Saturday, 23 July 2011

Types of Mask

Columbina Mask

Popularised by a recurring character in the commedia dell’arte by the same name (also known as Columbine or Columbina), the Columbina is traditionally a half mask adorned with an ornate variety of Jewels, feathers and fabrics. Often painted in gold or silver, it was held in place by either a ribbon or a stick.
Colombina is a maidservant and the lover of Arlecchino. She dressed in a ragged and patched dress, similar to her counterpart Arlecchino (or Harlequin). She was also known to wear heavy makeup around her eyes and carry a tambourine which she could use to fend off the amorous advances of Pantalone.

Volto Full Face Mask
Meaning ‘ghost’ and ‘face’ respectively, this was a white mask of fine wax cloth with a protruding topology that gave it a three-dimensional, beaklike appearance when viewed from the side. It was therefore more comfortable to wear than other varieties, and its simple design usually accompanied by a three-cornered hat and cloak so as to increase the aura of mystery, made it a very common feature of the Carnival over the centuries.
Bauta Mask
Long considered the traditional and archetypal Venetian mask, the Bauta always used to appear in white, and even though it was worn extensively throughout the Carnival period it owes much of its prominence to the fact that it was used all year round by those simply wishing to hide their identity. It was also a comparatively practical mask, since, lacking a mouth and covering only the upper half of the face it enabled masqueraders to eat and talk more freely.





Arlecchino Mask
Arlecchino (Harlequin) is identified by the famous Harlequin costume, with its multicoloured diamond pattern of red, green, and blue – representing clothes that are so old and patched as to have lost their original colour and material. He is a slow thinker who has a love interest in the servant girl Columbina, his lust for her only superseded by his desire for food or fear of his master.

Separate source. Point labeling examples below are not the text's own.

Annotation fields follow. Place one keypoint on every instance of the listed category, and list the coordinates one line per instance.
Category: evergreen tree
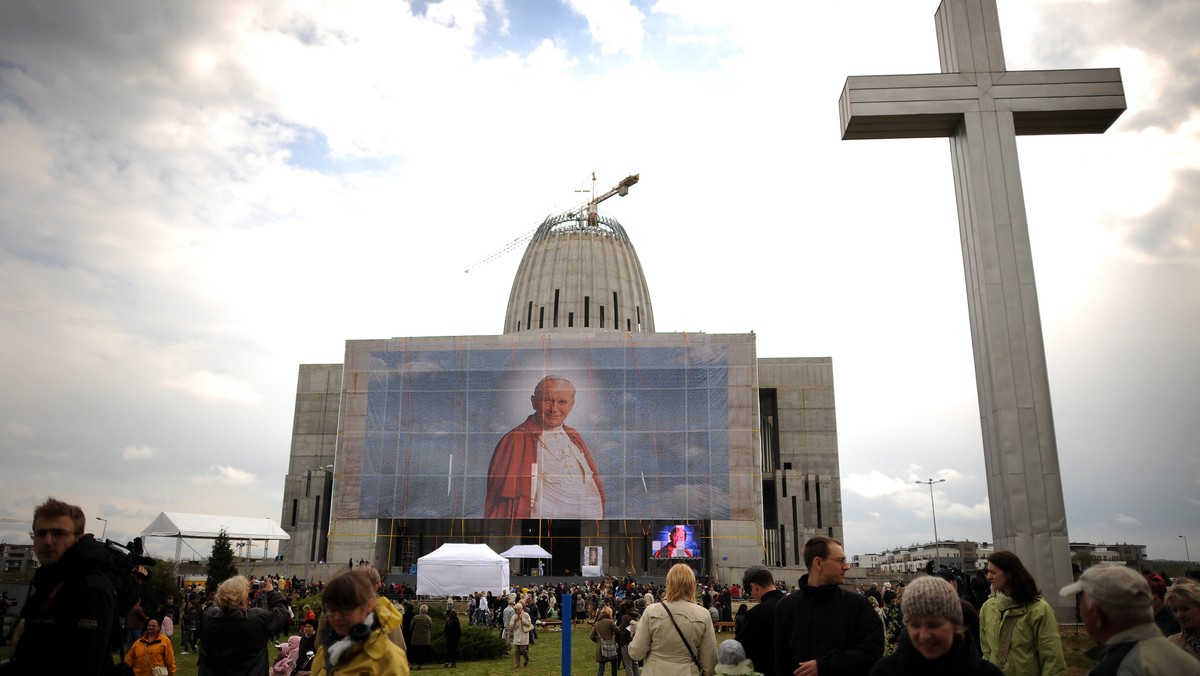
(221, 566)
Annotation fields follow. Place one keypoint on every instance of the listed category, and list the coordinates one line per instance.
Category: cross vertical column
(982, 107)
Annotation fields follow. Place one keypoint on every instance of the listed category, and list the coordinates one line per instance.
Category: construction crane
(587, 210)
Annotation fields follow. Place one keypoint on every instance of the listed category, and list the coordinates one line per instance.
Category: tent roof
(461, 554)
(527, 551)
(209, 526)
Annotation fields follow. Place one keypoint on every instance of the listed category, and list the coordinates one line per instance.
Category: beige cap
(1111, 585)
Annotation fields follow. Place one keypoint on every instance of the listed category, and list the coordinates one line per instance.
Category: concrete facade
(982, 107)
(583, 269)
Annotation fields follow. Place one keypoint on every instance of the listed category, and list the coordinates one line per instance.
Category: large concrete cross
(982, 108)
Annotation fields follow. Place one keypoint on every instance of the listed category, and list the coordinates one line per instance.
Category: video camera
(130, 560)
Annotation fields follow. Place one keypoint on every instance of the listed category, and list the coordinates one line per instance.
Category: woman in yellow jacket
(357, 639)
(1018, 629)
(151, 650)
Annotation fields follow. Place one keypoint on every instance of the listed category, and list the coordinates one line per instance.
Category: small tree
(221, 566)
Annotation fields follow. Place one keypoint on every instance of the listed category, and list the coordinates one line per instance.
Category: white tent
(526, 551)
(460, 569)
(208, 526)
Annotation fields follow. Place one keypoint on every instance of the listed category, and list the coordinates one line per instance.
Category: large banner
(550, 426)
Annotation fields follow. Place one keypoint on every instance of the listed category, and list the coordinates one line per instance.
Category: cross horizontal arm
(928, 106)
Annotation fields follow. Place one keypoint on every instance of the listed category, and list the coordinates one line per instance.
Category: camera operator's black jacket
(829, 624)
(234, 641)
(69, 616)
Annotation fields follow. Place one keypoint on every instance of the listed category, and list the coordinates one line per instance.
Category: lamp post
(934, 509)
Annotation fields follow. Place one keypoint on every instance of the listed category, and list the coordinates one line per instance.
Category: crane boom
(588, 209)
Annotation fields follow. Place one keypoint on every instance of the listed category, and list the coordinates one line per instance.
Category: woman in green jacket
(1018, 628)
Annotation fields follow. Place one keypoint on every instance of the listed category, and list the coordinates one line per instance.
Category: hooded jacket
(375, 654)
(1036, 647)
(72, 603)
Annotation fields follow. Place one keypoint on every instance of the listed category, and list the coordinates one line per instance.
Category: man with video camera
(67, 622)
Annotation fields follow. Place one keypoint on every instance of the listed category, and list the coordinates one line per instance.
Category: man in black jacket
(822, 629)
(757, 630)
(67, 622)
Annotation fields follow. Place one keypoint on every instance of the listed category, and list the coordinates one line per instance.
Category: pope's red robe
(509, 474)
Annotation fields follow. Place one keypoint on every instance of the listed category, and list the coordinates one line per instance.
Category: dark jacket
(72, 604)
(234, 642)
(757, 633)
(838, 628)
(963, 660)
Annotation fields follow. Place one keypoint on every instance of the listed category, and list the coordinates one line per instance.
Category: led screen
(677, 540)
(549, 426)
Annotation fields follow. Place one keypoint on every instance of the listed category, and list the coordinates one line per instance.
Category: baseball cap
(1111, 585)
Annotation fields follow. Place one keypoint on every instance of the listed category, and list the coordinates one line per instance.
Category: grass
(545, 656)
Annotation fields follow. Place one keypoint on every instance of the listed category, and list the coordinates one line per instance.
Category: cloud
(227, 476)
(138, 453)
(18, 430)
(615, 24)
(215, 387)
(1126, 519)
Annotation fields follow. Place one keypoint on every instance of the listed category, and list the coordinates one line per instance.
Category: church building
(581, 428)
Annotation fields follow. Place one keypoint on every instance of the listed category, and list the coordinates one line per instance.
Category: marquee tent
(460, 569)
(208, 526)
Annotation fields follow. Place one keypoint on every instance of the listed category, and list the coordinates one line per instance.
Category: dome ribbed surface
(580, 273)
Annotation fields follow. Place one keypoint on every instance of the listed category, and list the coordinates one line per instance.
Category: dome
(580, 273)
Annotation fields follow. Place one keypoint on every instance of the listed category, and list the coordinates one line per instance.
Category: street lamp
(934, 509)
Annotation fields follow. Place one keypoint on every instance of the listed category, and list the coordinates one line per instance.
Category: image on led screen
(569, 432)
(677, 540)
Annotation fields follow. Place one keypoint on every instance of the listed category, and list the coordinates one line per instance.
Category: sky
(198, 197)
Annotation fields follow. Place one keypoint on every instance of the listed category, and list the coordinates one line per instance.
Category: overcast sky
(197, 197)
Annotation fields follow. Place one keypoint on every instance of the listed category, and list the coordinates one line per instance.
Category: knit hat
(1111, 585)
(931, 597)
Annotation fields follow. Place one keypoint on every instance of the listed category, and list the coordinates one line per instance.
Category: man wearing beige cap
(1114, 602)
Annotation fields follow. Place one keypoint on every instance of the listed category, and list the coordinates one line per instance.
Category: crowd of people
(997, 622)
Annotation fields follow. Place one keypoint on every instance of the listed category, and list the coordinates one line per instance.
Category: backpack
(623, 635)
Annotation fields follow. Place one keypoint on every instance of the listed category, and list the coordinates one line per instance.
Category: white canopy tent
(460, 569)
(208, 526)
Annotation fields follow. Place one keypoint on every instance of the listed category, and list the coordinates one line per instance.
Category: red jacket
(509, 476)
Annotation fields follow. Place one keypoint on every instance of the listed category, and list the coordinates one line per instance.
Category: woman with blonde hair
(233, 635)
(676, 636)
(1183, 599)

Scaramuccia or Scaramouche Mask
Named after a character from the commedia and also known for covering only the upper half of the face, the Scaramuccia was a black velvet mask distinctive for the thin, pointed and disproportionately extended nose that served to emphasize the character’s typically vainglorious yet cowardly personality. A roguish adventurer and swordsman who replaced Il Capitano in later troupes, he usually serves a master who is not of a high social scale.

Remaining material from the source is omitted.